# The Lounge > The Rovers Return >  wot to buy ????????

## jay

Im off to the fish shop again tommorow hoping to get another fish ,
at the moment i have three green cromis and two clowns ,the water is now 5 weeks in, and the rock looks different every time i look i even spotted a clam type of shell fish opening and shutting tonight (28/9/07).
Right well im after a Regal Tang, a Manderine ,a Blue Cheek Thingy (Goby i think she said )a couple of cleaner shrimp's,not all in that order or all at once but just wonderd if you maybe could tell me wot you think off the timing or the order you would recommend?

----------


## Timo

Regal Tang yeah mabey some hermit crabs or emerald crabs to help out with the hair algae.

----------


## jay

My missus will be glad to hear  Regal Tang is an option ,forgot the mention i got four hermit crabs and the hair algae is almost gone now taa

----------


## Ian

Regals can grow huge! also heard they are VERY prone to getting white spot

----------


## Timo

Regals can get large you really need a 4 foot tank or bigger.

----------


## Gary R

And as ian said Regal Tangs are prone to getting white spot, i would say go for the hardy fish first like the Blue Cheek Goby this will help turn your sand over and the cleaner shrimp's will help in the tank as well.

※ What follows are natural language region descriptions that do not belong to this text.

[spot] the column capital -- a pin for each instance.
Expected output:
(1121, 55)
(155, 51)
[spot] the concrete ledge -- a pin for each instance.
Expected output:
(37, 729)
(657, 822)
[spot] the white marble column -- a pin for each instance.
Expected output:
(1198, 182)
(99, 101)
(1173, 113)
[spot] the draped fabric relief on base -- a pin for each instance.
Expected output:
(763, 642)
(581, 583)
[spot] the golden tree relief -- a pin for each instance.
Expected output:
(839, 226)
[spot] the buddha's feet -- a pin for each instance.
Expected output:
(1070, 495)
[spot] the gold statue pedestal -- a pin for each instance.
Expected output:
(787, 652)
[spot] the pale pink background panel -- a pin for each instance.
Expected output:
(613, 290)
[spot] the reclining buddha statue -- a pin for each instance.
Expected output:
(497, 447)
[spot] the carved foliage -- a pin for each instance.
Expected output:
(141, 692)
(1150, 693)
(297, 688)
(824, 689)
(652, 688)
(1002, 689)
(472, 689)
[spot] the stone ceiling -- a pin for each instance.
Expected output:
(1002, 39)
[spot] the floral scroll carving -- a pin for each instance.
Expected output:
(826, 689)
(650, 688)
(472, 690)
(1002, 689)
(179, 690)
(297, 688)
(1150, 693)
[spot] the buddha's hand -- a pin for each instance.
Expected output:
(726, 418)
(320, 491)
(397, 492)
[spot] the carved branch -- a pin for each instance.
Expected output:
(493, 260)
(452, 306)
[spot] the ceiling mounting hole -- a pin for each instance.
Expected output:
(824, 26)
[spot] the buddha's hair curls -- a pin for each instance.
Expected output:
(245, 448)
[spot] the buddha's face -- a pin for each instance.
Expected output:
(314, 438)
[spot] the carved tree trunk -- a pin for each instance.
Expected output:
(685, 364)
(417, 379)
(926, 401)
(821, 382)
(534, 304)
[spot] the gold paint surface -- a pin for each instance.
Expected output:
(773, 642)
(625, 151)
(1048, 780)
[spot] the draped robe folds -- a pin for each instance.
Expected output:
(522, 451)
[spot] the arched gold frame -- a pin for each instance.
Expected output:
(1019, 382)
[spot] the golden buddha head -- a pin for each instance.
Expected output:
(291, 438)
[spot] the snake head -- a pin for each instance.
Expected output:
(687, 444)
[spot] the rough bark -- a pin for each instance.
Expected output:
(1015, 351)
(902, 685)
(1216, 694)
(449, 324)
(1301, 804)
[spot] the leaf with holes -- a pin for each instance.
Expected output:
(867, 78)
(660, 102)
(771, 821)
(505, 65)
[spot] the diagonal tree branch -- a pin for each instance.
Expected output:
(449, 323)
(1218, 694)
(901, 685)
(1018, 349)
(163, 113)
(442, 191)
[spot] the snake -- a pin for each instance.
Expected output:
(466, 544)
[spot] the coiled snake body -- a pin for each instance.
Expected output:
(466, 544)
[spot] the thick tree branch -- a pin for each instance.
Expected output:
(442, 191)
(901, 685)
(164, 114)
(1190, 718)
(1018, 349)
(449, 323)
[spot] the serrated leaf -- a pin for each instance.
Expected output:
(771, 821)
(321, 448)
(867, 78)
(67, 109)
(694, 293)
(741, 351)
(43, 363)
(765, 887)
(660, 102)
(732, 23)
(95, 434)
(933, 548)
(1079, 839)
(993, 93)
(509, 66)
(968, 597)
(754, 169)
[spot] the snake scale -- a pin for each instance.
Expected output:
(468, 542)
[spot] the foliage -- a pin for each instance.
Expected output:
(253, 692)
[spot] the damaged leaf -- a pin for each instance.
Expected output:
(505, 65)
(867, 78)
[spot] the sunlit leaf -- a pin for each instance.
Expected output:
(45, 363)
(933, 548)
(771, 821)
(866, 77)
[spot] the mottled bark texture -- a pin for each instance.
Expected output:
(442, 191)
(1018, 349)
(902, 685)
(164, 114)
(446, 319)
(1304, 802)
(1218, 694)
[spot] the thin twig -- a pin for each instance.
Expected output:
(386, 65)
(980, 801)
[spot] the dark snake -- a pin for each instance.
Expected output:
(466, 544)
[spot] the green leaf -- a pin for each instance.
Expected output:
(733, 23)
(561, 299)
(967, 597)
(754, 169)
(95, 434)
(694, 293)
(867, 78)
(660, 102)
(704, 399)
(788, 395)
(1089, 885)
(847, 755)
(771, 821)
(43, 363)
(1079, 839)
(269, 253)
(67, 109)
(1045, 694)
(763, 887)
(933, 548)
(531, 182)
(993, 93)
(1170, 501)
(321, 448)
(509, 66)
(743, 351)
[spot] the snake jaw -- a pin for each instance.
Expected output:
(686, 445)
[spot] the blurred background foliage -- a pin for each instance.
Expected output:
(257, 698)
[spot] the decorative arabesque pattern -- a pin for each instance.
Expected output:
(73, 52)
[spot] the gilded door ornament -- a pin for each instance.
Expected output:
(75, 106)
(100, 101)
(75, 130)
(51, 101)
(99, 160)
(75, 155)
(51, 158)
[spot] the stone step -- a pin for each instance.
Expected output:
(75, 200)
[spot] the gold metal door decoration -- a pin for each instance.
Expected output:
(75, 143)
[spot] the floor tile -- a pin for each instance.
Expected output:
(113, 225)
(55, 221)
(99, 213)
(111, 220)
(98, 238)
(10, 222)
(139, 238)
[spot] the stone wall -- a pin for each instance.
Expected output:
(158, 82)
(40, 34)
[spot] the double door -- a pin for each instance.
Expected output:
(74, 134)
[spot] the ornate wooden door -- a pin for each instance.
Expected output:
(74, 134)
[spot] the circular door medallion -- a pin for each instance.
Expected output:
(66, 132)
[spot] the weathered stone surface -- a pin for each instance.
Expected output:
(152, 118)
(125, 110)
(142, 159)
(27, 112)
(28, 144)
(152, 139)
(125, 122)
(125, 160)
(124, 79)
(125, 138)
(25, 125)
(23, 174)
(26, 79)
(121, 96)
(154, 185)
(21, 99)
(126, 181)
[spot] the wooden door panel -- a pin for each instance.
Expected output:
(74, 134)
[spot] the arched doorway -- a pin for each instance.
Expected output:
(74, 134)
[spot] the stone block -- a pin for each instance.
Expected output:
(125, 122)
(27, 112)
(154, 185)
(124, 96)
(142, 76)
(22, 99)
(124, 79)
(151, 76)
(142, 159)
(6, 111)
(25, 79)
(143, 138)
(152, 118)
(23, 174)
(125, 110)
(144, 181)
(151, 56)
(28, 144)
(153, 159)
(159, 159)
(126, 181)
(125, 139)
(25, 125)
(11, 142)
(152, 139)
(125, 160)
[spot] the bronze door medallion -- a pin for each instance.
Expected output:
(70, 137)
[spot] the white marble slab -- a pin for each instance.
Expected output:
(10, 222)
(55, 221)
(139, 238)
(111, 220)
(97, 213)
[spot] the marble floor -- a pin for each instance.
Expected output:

but i would not get a Manderine yet as your tank as not been going long for this to have any chance of lasting more than a few weeks.

----------


## jay

Thanks for your advise guy's ,just to let you know i got the regal tang (after i saw your post on the white spot)and wanted to get the blue cheek goby but the shop only had one in and didnt want to sell it to me as it had a cloudy eye,which i thought was nice of them so anyhow i went for a purple anthia instead.

----------